The Critics’ Corner
Floozman Is Not a Work of Literature
by Bertrand Cayzac
vers la version originale
Table of Contents
“We have five minutes left,” the moderator says. “To end the program, I’d like to have your opinion on this little book — a novelty, really — that people are beginning to talk about.”
The cover of Floozman’s Adventures appears on the screen.
“I also hope we’ll be able to interview the author soon.”
The first author, a genteel and slightly portly man, speaks. “Ah, that book. Just a gag, a joke. A comic concept. It’s much too self-conscious. The author starts with a paradoxical messianic melodrama — it’s very theoretical — and derives from it a premise, then a character, and finally some adventures. It’s labored and hollow. But, I admit, for television...”
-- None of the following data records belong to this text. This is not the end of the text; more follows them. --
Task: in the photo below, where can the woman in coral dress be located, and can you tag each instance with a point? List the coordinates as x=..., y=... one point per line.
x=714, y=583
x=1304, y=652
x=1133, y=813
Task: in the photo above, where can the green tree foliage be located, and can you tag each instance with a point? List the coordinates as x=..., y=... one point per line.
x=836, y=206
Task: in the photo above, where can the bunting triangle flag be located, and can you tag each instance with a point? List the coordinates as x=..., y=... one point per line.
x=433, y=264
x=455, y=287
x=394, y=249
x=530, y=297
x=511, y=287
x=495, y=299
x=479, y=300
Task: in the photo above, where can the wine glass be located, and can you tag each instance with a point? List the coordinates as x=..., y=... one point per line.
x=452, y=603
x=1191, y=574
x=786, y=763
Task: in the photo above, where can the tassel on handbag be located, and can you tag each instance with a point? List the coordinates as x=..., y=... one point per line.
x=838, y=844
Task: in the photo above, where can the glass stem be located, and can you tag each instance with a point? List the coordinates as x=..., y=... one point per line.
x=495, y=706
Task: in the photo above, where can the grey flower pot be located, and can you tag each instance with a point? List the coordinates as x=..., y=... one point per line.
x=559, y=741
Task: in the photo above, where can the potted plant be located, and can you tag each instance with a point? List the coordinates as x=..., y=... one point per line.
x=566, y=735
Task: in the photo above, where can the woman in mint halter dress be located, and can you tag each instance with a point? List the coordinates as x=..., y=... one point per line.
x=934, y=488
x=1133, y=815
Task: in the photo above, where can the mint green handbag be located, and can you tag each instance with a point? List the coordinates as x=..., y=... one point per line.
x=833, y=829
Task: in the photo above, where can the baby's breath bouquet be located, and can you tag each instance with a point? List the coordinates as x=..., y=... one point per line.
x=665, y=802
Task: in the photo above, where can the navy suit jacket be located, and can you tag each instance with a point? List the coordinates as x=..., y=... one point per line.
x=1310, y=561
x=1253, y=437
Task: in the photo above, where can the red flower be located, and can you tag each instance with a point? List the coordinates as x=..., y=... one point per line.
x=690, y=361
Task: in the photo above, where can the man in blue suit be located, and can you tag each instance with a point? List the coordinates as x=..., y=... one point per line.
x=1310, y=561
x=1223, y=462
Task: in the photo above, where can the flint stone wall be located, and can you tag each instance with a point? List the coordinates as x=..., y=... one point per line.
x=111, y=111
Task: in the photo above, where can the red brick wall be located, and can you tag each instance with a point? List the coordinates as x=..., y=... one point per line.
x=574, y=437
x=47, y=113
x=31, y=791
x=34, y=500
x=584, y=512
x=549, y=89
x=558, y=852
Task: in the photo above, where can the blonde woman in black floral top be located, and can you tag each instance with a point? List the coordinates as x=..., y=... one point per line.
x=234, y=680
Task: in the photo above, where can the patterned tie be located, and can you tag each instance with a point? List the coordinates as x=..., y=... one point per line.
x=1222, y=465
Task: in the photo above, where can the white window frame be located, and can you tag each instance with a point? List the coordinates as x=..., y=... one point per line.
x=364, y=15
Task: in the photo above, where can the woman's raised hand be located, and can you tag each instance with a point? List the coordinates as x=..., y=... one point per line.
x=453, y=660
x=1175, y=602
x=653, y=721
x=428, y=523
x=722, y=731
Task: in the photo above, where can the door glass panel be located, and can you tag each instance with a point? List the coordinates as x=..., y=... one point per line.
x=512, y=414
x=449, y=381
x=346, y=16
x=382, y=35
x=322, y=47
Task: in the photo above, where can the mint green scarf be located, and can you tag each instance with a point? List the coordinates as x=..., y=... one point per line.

The second author, a young man, answers: “True, the premise is always in the foreground, but in the adventures the author shows real experiences, real suffering. His character demonstrates authentic compassion.”
“Caricatures. Clichés. It’s not enough to talk about compassion, you have to feel it in your guts!”
“The author does take the easy way sometimes, I grant you. But I don’t think that takes anything away from the quite remarkable poetry in the best chapters.”
A third author, an elderly lady, speaks in her turn: “I find Floozman very amusing. I’d say the character is based on both the human and the divine. He can’t become completely human in the form of Fred Looseman, nor can he become godlike when the gods lend him the power of prophecy. He can’t quite be himself or another. Think of Kierkegaard.”
“So? That’s very theoretical,” says the first author, sitting back in his chair.
“Let me finish, please. I mean that, like Kierkegaard’s work, this literary creation is based on theory and practice. Floozman is cast into the world, unstable and unhappy, like humanity itself. Despair would be a mistake. Floozman is a compound creature in the chemical sense, but he must save the world, and this duty allows him to look at the world, to come to grips with it. That’s why we have a work of literature, you see. Let’s go beyond the premise.”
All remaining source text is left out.